Pemberian perlindungan terhadap korban KBGO dalam UU Perlindungan Saksi dan Korban berbeda-beda tergantung jenis tindak pidananya dan dampak yang ditimbulkan dari tindak pidana tersebut. Akan tetapi, pada kenyataannya regulasi mengenai perlindungan hukum terhadap korban kejahatan dalam undang-undang tersebut hanya mengatur secara khusus terhadap korban pelanggaran hak asasi manusia yang berat, tindak pidana terorisme, tindak pidana perdagangan orang, tindak pidana penyiksaan, tindak pidana kekerasan seksual, dan penganiayaan berat. Hal ini menegaskan bahwa sistem hukum di Indonesia saat ini belum sepenuhnya berpihak kepada kepentingan korban.
Penulis meyakini bahwa meskipun telah terdapat seperangkat peraturan perundang-undangan yang selama ini menjadi rujukan untuk kasus KBGO seperti yang disebutkan di atas, namun undang-undang tersebut memiliki cakupan perlindungan yang terbatas. Perempuan dengan identitas berusia di atas 18 tahun yang tidak terikat dalam perkawinan tercatat dan/atau bukan korban tindak pidana perdagangan orang, yang menjadi korban kekerasan seksual masih belum terlindungi aturan hukum.
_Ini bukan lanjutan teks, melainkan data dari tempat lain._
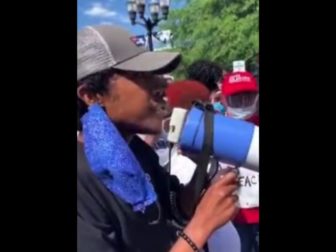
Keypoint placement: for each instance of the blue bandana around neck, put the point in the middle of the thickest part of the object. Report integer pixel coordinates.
(113, 162)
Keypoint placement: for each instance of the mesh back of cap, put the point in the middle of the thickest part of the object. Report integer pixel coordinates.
(93, 54)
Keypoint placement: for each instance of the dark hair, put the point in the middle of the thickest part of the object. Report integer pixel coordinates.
(206, 72)
(182, 94)
(95, 83)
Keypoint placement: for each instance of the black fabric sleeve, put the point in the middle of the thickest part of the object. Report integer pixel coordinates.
(90, 239)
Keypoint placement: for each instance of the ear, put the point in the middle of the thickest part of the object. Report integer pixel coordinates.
(224, 101)
(87, 96)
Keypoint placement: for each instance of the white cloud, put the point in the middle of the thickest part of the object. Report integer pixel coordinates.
(106, 23)
(124, 19)
(98, 10)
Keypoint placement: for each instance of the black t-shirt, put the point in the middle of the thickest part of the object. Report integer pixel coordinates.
(105, 223)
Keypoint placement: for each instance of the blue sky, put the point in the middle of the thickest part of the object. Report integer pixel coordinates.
(94, 12)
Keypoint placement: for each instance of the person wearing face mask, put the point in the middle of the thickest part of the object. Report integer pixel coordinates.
(210, 74)
(182, 94)
(241, 97)
(124, 196)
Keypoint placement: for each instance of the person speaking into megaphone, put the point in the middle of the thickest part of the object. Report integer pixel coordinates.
(182, 94)
(240, 96)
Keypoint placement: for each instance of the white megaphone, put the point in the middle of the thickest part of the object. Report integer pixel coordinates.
(235, 142)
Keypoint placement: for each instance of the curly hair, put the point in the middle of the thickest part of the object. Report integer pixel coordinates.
(206, 72)
(96, 83)
(182, 94)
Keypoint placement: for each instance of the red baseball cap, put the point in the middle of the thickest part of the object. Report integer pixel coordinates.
(238, 82)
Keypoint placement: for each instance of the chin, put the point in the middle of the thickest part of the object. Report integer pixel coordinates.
(151, 127)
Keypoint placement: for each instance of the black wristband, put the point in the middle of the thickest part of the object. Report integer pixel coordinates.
(185, 237)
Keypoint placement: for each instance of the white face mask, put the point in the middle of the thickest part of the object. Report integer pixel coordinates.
(243, 113)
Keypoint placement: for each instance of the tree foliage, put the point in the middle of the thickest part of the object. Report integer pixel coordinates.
(217, 30)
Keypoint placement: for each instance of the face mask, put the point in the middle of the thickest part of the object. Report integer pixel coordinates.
(242, 113)
(218, 106)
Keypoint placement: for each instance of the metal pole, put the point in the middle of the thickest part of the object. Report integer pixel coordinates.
(150, 40)
(149, 27)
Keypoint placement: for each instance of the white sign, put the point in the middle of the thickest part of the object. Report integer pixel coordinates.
(239, 66)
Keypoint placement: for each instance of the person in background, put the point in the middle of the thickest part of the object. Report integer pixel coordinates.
(182, 94)
(241, 97)
(123, 194)
(211, 75)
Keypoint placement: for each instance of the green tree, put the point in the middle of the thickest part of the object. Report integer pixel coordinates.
(217, 30)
KUHP yang ada mengandung kelemahan dan keterbatasan untuk melindungi hak-hak korban, sehingga korban tidak berani untuk mengungkapkan kebenaran atas kejahatan yang menimpanya.
Korban KBGO sejatinya harus memperoleh jaminan atas keselamatan dirinya baik secara fisik maupun psikis serta berhak memperoleh bantuan rehabilitasi psikososial dan psikologis karena dampak dari tindak pidana yang terjadi pada dirinya dapat membuatnya mengalami trauma. Korban KBGO juga dapat memperoleh bantuan medis apabila tindakan pelaku berlanjut dilakukan di dunia nyata sehingga korban mengalami penderitaaan fisik.
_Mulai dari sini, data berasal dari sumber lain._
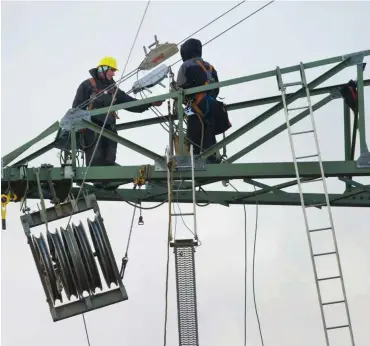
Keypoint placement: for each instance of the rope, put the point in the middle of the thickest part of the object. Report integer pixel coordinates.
(125, 258)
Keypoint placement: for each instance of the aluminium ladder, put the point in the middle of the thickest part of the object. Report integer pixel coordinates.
(305, 206)
(184, 257)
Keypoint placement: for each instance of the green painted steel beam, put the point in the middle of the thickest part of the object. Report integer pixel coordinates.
(217, 172)
(123, 141)
(19, 151)
(361, 109)
(354, 199)
(273, 110)
(235, 106)
(279, 129)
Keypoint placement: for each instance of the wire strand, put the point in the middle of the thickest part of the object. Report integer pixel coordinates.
(100, 134)
(211, 22)
(253, 270)
(86, 331)
(245, 275)
(233, 26)
(135, 71)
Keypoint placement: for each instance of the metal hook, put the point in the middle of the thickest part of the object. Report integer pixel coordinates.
(141, 220)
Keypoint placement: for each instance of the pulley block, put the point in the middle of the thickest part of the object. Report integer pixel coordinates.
(68, 261)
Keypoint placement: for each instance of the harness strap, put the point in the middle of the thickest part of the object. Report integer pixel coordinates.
(93, 95)
(198, 97)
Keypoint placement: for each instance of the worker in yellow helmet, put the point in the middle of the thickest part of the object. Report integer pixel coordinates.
(101, 79)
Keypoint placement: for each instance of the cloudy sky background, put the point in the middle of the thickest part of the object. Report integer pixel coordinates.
(47, 50)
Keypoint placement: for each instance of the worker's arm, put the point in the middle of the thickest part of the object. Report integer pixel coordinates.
(215, 76)
(181, 80)
(122, 97)
(82, 94)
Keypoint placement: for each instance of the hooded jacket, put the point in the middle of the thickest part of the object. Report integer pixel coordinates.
(85, 90)
(190, 74)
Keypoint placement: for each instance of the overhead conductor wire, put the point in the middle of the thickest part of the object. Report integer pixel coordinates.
(156, 111)
(100, 134)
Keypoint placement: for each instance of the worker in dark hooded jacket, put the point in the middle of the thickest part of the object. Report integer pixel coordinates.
(102, 77)
(192, 74)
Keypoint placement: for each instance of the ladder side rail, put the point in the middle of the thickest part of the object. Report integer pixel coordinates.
(286, 113)
(327, 203)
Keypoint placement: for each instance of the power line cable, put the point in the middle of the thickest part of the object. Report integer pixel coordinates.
(132, 73)
(100, 134)
(220, 16)
(225, 31)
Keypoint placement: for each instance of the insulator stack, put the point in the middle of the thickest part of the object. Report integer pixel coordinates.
(186, 292)
(69, 264)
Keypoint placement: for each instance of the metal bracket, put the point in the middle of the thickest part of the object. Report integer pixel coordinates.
(182, 163)
(73, 119)
(363, 161)
(354, 59)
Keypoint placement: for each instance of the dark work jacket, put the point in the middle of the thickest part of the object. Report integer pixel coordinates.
(85, 90)
(190, 74)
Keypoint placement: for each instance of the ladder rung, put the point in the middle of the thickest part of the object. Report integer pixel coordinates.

Masih kurangnya pemahaman aparat penegak hukum yang berperspektif pada korban serta masih langgengnya pemahaman menyalahkan korban di tengah masyarakat menyebabkan rendahnya perlindungan bagi korban. Maka, jika negara memang benar ingin hadir untuk melindungi korban KBGO khususnya bagi perempuan dan anak, maka salah satu solusinya adalah mengesahkan Rancangan Undang-undang Penghapusan Kekerasan Seksual (RUU PKS).
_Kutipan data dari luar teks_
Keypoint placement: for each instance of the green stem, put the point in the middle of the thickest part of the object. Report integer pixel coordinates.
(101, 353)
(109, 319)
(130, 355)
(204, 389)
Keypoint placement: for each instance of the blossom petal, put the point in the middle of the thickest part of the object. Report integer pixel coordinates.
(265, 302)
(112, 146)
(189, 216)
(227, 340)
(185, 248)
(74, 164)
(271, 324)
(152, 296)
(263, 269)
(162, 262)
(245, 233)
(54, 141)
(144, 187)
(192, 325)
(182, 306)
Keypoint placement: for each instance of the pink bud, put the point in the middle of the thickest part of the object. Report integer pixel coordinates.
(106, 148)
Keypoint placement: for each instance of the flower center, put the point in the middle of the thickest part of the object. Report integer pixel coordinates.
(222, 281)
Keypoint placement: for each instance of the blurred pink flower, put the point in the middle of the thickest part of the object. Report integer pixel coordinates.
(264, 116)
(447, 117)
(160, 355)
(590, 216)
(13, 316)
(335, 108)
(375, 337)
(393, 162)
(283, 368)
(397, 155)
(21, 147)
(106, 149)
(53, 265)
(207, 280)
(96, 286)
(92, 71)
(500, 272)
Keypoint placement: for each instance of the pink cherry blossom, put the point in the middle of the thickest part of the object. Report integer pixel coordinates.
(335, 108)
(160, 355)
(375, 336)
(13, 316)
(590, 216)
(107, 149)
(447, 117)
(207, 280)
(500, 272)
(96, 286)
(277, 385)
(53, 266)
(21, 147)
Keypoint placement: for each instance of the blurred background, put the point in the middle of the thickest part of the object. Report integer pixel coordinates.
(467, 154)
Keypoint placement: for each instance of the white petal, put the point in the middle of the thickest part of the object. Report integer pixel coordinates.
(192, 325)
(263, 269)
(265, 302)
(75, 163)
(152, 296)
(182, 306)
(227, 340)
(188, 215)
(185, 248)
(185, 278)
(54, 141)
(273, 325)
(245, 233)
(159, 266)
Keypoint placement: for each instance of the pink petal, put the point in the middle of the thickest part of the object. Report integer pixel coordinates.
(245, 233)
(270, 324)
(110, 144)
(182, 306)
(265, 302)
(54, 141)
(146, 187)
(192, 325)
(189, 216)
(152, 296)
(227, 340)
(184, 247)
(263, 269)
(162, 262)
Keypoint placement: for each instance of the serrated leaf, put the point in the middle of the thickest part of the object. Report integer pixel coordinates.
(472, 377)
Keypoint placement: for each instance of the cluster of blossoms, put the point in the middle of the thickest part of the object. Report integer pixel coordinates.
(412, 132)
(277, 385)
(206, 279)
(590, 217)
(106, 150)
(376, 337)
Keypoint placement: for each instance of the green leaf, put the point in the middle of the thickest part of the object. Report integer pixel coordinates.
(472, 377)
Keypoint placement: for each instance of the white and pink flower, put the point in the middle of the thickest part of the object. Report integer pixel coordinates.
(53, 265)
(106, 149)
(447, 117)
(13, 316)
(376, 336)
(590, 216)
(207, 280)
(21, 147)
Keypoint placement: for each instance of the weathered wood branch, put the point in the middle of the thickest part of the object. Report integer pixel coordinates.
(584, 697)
Urgensi terkait percepatan pegesahan RUU PKS sebagai payung hukum yang komprehensif dalam mengatur kekerasan seksual di Indonesia sudah beralasan sangat jelas. Mulai dari terciptanya peluang, sudut pandang pelaku, dan korban dalam berbagai kasus kekerasan seksual. Keberadaan regulasi yang mampu mengakomodir korban dengan baik menjadi sebuah landasan utama dari pertanyaan terkait mengapa kekerasan berbasis gender online ini terus terjadi.